The best thinkers, speakers, writers and clinicians, supported by the best researchers, are finally making significant inroads into these awful, archaic, moralistic, shaming remarks. We know more now; we can forgive the people who could not have known; and, filled with the confidence of the emerging truths, we can ignore with greater ease those who continue to campaign against things about which they do not trouble themselves to learn.

Those of us old enough to have children and grandchildren know the dreadful pain caused by those shaming, demoralizing, mischaracterizations. And a person suffering under the strain of swimming upstream every day, all day, and sometimes half the night, risks as a result the loss of an accurate concept of the self as basically good and decent and of good will. There is not enough therapy, or time, in the world to heal those wounds. Like the drip-drip-drip of water torture — was that real? or made up? — described in books of long ago, the slow erosion of the spirit can only end badly; and the world itself loses, as well, the contributions of, and the pleasures of being with, regular people whose brains function in a Quirky way.

  • http://adhdrollercoaster.org/ Gina Pera

    Eloquently said.

    Thank you, Betsy — and Jeff.

    I’m glad you can “ignore with greater ease” those who will not trouble themselves to learn and who will continue to campaign against compassion and reality.

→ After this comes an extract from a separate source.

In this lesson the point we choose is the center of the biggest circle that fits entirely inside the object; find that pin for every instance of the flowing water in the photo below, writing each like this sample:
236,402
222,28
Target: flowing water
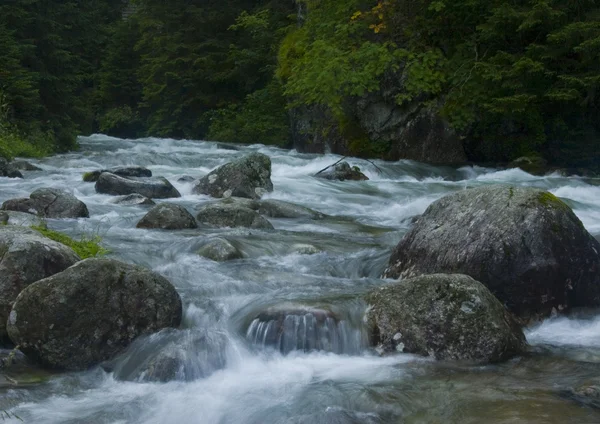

    I find I have less and less patience with them, especially those who are trained physicians and psychologists. Some should be clearly called out for the grandstanding egotists that they are, IMHO, seeking to make a name for themselves in the only way they can: by denying or minimizing ADHD challenges. And, in the process, pandering to and exploiting public ignorance. Pretty shameful stuff.

  • Jeff

    And what do you say to those who believe there is an Albert Einstein inside every ADDer?
    See: http://www.unwrappingthegiftofadd.com/blog/find-the-genius-in-add-join-the-conversation/

  • Scott Hutson

    What would I say? 1st response would be> When Albert was unwrapped, apparently, one of his straggly hairs got tangled up with some of my neurotransmitters. Can you get me another genius with well kept head @ facial hair?